Jackson Memmer, meanwhile, states in his lawsuit that he also was sexually harassed by a male broker. The lawsuit states that the "communication and conduct from the broker was unwelcomed," and that it was "intended to or in fact did substantially interfere with the plaintiff’s employment or created an intimidating, hostile, or offensive work environment."

In May 2021, Kassandra informed UWM about her pregnancy and submitted a doctor's note outlining her need for a leave of absence to ensure the health of her unborn child.
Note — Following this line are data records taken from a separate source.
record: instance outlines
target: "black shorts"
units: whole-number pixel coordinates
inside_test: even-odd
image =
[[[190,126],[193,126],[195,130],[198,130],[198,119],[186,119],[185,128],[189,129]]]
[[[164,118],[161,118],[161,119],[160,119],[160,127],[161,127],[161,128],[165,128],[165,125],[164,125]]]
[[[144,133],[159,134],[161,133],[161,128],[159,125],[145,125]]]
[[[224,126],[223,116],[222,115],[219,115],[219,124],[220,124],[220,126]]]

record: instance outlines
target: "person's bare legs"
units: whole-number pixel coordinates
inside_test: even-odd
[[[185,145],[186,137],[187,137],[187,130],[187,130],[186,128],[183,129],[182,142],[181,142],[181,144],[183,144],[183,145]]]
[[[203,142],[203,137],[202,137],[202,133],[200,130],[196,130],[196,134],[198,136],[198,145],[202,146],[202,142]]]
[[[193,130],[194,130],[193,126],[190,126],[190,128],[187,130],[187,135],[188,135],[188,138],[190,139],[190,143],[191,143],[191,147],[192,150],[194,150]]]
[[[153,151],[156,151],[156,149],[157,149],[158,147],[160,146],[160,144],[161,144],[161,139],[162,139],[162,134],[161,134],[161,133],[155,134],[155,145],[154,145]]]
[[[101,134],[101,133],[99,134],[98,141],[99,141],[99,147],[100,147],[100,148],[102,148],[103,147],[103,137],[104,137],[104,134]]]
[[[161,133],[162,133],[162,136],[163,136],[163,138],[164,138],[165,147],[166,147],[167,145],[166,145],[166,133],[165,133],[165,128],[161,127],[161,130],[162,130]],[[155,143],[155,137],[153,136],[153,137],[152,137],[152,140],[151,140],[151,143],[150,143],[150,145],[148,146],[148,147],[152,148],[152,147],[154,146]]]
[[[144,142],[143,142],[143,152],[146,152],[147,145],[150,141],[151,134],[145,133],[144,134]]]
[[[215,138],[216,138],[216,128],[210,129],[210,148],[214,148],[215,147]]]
While her team lead approved the request, other supervisors rejected the doctor's note, claiming that UWM was not a "work from home company," the lawsuit states, 

In July 2021, UWM issued an ultimatum to all of its employees, mandating they return to the office; those who did not would be considered by the company to have resigned. Unable to work remotely, Kassandra chose to resign. The lawsuits claims she did not receive her final bonus for underwriting files completed in June.

Despite concerns over UWM's COVID-19 safety protocols, Jackson Memmer resumed work in July 2021, according to his complaint. However, after taking paternity leave on Nov. 13, 2021, he encountered two supervisors upon his return on Nov. 29. They informed him of an investigation into appraisal clearing conditions that had been conducted during his leave. On Dec. 2, 2021, Jackson claims, he was terminated in connection with the investigation and was denied a $5,000 bonus he had earned in November.

Both lawsuits against UWM allege the company's failure to pay minimum and overtime wages. Kassandra Memmer's lawsuit mentions working additional hours due to the firm's "Rise and Grind" mantra, under which employees were expected to either arrive early or stay late, without additional compensation.

Each lawsuit includes more than a dozen counts of accusing UWM of violating state and federal workplace laws.

According to court documents, Kassandra's complaint seeks $250,000 in damages, while Jackson's lawsuit requests $100,000. The claims brought against UWM in both cases include allegations of a hostile workplace environment and violations of the Americans with Disabilities Act.

In another labor-related case, the NLRB has charged UWM with violating its employees’ rights through “unlawful” employment agreements. The charge stems from a complaint filed in NLRB Region 7 in Detroit in June 2022 by Christopher Dennis, who was employed as a senior underwriter for UWM from early 2021 through early 2022.

UWM has said in a response filed with the NLRB that it believes the complaint is "without merit."

A hearing on the complaint, to be conducted by an NLRB administrative law judge, has been set for 10 a.m. on July 25 in Detroit.